Maybe Journalists Need to Own a Little Bitcoin

At this rate, what was once a niche asset might wind up in your index fund.

Bitcoin, always bitcoin.

Photographer: Dan Kitwood

"The days of bitcoin stunt journalism are over," writes Felix Salmon: "Today, if you write about bitcoin, you can't ethically own it, any more than you can own shares directly in companies you write about." This seems to be a consensus among journalists, but I wonder about it a little. If you don't have any bitcoins, doesn't that make you biased against it? After all, I do own stock in most of the public companies I write about, not "directly," but in the sense that they are in broad market indexes and most of my money is in broad market index funds. My exposure to the companies that I write about is not zero, it is instead a neutral amount: I own them in approximate proportion to their importance in the equity markets, and to my exposure to the equity markets.

It is hard to know what the "neutral" allocation to an asset is, but it seems reasonably clear that for prominent mainstream financial assets -- Apple Inc. stock, say -- it is not zero.
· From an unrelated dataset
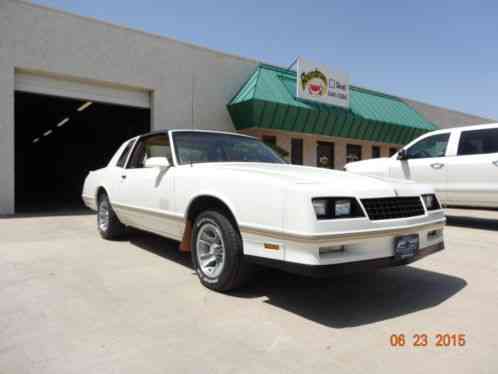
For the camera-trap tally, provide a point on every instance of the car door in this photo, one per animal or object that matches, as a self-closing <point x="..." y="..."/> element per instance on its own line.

If you had an otherwise normal healthy market-cap-weighted allocation to a diversified portfolio of U.S. equities, but zero exposure to Apple stock, then that would look a lot like a bet against Apple. You would be "underweight Apple" -- almost like being short Apple -- and your portfolio would do better, relatively speaking, if Apple went down than if it went up. If Apple went up a lot, you would be sad, because you made what is in effect a conscious decision to bet against Apple by having less than the neutral amount of it in your portfolio. If you were a journalist writing about Apple, that might, to some fastidious observers, create the impression that you were biased against Apple.